Upon his return in the spring of 2003, he started drinking. Each day, he says, “basically I was drinking an entire bottle of Black Velvet. It made the day go better.”

One night, after being transferred to the Naval Air Station in Kingsville, Texas, he went to a college party off base and encountered a guy shooting a cap gun. “I was freaking out,” he recalls. He left the party and went to a nearby grocery, where he grabbed some shelves leaning against a wall, intending to use them on the guy with the cap gun.

When a police officer on patrol spotted him, Arnold dropped the shelves and started running, according to both his account and Kingsville police records. The reporting officer filed charges of burglary (for stealing the shelves) and evading arrest. (They were eventually dropped for lack of evidence.)

Because of the incident, Arnold says he was called before a disciplinary review board. Arnold says he told the boardmembers that he suspected he had PTSD. It didn’t go well, he claims. “They were laughing and joking, telling me I didn’t have PTSD, saying I was just trying to get off the charges.”

The regional Navy office that covers Kingsville said they could not disclose information about Arnold’s disciplinary proceedings for privacy reasons.

His father, Tom Arnold, a former Border Patrol mechanic who lives in the Portland suburbs, wrote every member of Congress he thought could help. One, Oregon Senator Ron Wyden, launched an inquiry with the Navy, according to Tom Towslee, a spokesperson for the Senator. Towslee says the Navy reported back that Arnold had gotten medical treatment.

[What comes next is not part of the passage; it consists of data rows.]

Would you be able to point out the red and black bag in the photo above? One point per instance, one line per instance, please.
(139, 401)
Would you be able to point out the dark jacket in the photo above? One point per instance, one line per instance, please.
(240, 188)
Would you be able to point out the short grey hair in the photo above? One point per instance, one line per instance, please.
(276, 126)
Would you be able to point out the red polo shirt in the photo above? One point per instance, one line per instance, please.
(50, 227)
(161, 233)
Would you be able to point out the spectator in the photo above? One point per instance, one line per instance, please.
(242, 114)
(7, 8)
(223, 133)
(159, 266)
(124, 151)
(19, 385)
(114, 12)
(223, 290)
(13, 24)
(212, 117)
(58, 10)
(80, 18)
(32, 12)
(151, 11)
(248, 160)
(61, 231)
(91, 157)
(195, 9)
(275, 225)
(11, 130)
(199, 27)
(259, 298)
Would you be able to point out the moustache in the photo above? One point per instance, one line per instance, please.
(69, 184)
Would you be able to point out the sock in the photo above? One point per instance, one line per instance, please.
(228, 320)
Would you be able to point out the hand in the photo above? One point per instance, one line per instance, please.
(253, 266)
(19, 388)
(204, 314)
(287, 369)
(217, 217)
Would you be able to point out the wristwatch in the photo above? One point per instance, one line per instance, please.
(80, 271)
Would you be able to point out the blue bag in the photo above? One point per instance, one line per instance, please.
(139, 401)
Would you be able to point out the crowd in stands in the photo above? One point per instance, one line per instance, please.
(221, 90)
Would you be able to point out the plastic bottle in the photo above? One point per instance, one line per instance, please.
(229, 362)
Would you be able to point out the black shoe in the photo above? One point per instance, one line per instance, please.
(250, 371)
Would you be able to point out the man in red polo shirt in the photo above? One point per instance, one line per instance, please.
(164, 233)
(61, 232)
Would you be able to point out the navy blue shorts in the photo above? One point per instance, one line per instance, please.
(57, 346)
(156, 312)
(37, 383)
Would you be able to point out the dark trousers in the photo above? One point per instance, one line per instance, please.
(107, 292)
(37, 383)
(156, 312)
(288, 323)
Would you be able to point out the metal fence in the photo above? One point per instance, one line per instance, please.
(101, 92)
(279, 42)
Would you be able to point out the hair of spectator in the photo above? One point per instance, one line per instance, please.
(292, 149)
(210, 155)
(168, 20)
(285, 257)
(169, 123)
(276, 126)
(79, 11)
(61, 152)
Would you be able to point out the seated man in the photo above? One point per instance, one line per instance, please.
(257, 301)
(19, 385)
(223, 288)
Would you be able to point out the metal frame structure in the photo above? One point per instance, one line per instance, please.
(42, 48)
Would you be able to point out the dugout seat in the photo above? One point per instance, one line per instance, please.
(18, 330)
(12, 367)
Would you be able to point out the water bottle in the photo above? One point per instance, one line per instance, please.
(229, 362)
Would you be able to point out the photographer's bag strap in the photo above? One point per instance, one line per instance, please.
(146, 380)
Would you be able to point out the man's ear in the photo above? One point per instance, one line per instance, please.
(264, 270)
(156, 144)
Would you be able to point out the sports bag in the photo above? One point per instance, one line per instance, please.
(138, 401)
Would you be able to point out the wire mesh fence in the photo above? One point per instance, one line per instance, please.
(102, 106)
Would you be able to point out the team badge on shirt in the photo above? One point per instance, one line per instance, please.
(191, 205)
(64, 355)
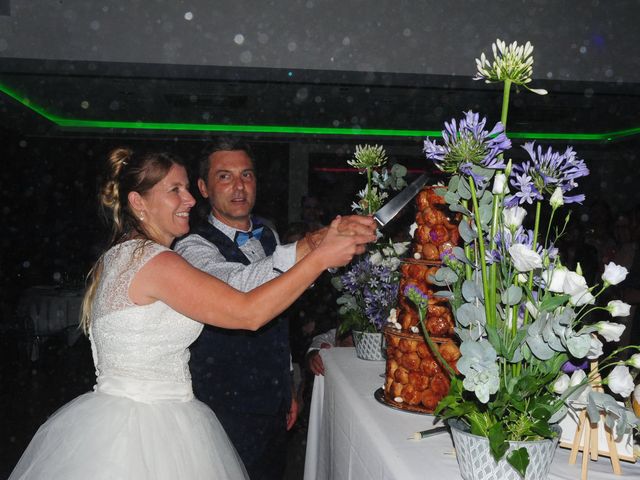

Not so, according to Arnold. But the Navy did transfer him for a time to a laid-back job at the Escondido Ranch, used by the Navy for bombing practice as well as for recreation for its sailors.

Still, Arnold continued to have problems as he was deployed twice more. Shortly before his third tour, he says he walked into his chief’s office and broke down crying. The chief sent him to a Navy counseling center, where he was diagnosed with PTSD, according to Arnold. But soon he was deployed again on the USS Pearl Harbor. After an R&R stop in Thailand, he tested positive for cocaine.

“I think I’ll lose all my benefits,” he now worries as he awaits his discharge hearing.

The military “should have something to help him,” bemoans his father. “They created this problem, then they just want to kick him out.”